The volatile Duke was soon weary of handing out the papers; he hurried them, signed and unsigned, back into the portfolio.

“It is time for the audience with the new envoy from Russia,” he said, glancing at the pale pink marble clock.

Louis cast down his pen and moved away towards the window, from which he could see the dusty gold prospect of Paris, and the tawny glitter of the river, and the flutter of the trees in the palace garden and along the quays.

“Maréchal,” he said reflectively, “I am much loved in Paris. Yesterday when I drove out there was the very mob shouting. I think I shall go to the war again,” he added—“to Flanders.”

“To please Paris, sire?” asked the Maréchal, who, now the King’s back was turned, was skilfully abstracting from the portfolio some of the papers which happened to be against the interest of certain friends of his. “Certainly the people like nothing better than a hero.”

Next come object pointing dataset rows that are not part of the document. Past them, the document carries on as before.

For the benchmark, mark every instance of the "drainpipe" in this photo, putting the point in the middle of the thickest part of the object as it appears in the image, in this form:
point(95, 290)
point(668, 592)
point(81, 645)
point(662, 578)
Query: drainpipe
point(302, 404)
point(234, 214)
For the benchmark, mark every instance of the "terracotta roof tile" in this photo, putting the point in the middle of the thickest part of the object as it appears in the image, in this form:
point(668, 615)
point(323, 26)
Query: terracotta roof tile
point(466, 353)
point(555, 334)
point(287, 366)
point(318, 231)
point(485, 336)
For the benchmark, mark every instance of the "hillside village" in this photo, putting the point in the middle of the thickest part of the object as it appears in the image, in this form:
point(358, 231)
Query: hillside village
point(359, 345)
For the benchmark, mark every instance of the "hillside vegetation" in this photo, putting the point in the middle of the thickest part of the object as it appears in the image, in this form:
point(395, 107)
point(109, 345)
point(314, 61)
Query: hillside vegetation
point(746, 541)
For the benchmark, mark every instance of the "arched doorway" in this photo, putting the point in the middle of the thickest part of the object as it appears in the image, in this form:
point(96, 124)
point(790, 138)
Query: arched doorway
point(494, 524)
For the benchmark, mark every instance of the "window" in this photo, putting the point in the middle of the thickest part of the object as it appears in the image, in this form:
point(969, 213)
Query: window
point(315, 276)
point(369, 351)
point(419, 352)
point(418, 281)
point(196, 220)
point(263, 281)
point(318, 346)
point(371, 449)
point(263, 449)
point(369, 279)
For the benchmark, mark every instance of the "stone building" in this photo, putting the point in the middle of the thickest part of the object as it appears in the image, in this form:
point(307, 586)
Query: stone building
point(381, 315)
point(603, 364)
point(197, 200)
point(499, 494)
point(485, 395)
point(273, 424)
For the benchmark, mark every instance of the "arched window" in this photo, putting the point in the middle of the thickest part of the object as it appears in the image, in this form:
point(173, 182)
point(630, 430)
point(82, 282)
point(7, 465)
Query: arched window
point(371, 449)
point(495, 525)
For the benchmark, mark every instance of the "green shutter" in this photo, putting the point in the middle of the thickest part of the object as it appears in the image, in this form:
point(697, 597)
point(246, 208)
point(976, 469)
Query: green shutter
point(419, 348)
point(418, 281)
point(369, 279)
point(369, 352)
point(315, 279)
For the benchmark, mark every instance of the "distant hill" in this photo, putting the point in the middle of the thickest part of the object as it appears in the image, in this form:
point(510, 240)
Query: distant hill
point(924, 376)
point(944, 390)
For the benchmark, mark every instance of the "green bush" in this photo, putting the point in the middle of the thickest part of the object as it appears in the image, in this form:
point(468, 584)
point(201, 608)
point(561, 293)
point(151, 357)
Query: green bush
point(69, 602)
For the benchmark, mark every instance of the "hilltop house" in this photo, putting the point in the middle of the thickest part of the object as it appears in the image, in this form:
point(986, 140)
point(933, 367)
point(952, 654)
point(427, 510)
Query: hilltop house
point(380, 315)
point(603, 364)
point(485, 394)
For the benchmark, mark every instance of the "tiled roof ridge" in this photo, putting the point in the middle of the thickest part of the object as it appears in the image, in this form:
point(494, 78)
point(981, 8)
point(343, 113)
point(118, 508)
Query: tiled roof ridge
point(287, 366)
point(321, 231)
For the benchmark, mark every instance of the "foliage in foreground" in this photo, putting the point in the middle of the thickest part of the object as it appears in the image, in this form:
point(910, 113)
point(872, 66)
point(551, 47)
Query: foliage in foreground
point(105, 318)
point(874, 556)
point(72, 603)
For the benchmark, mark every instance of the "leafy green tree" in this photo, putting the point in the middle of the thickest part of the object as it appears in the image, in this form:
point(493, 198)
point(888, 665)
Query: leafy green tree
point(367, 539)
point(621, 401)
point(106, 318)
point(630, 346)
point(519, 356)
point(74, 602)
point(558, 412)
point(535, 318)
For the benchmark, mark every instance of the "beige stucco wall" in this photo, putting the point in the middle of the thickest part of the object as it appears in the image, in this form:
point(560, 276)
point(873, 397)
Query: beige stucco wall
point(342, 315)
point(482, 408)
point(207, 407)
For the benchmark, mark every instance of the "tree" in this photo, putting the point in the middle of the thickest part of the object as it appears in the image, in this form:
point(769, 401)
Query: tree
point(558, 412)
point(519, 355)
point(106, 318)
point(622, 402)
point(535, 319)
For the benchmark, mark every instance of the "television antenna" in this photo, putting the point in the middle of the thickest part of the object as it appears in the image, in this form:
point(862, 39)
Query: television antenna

Louis laughed with a depth of bitterness that was surprisingly in contrast to the almost stupid apathy of his usual demeanour.

“I was well trained to be a hero to please the French,” he said. He turned and laid his white right hand, still strong for all its idle slackness, on M. de Richelieu’s shoulder. “Come, Maréchal, let us attend our audience.”

The Duke closed the portfolio with an air of nonchalance and rose; the King’s hand slipped to his arm and rested there on the Duke’s black sleeve that was stiff with coloured sequin embroidery.

The two—the King still leaning on the Maréchal’s arm—left His Majesty’s private apartments for the long galleries of the Louvre.

As M. de Richelieu was lifting the purple curtain from the entrance of the antechamber of the audience room he saw a solitary young man coming down the corridor.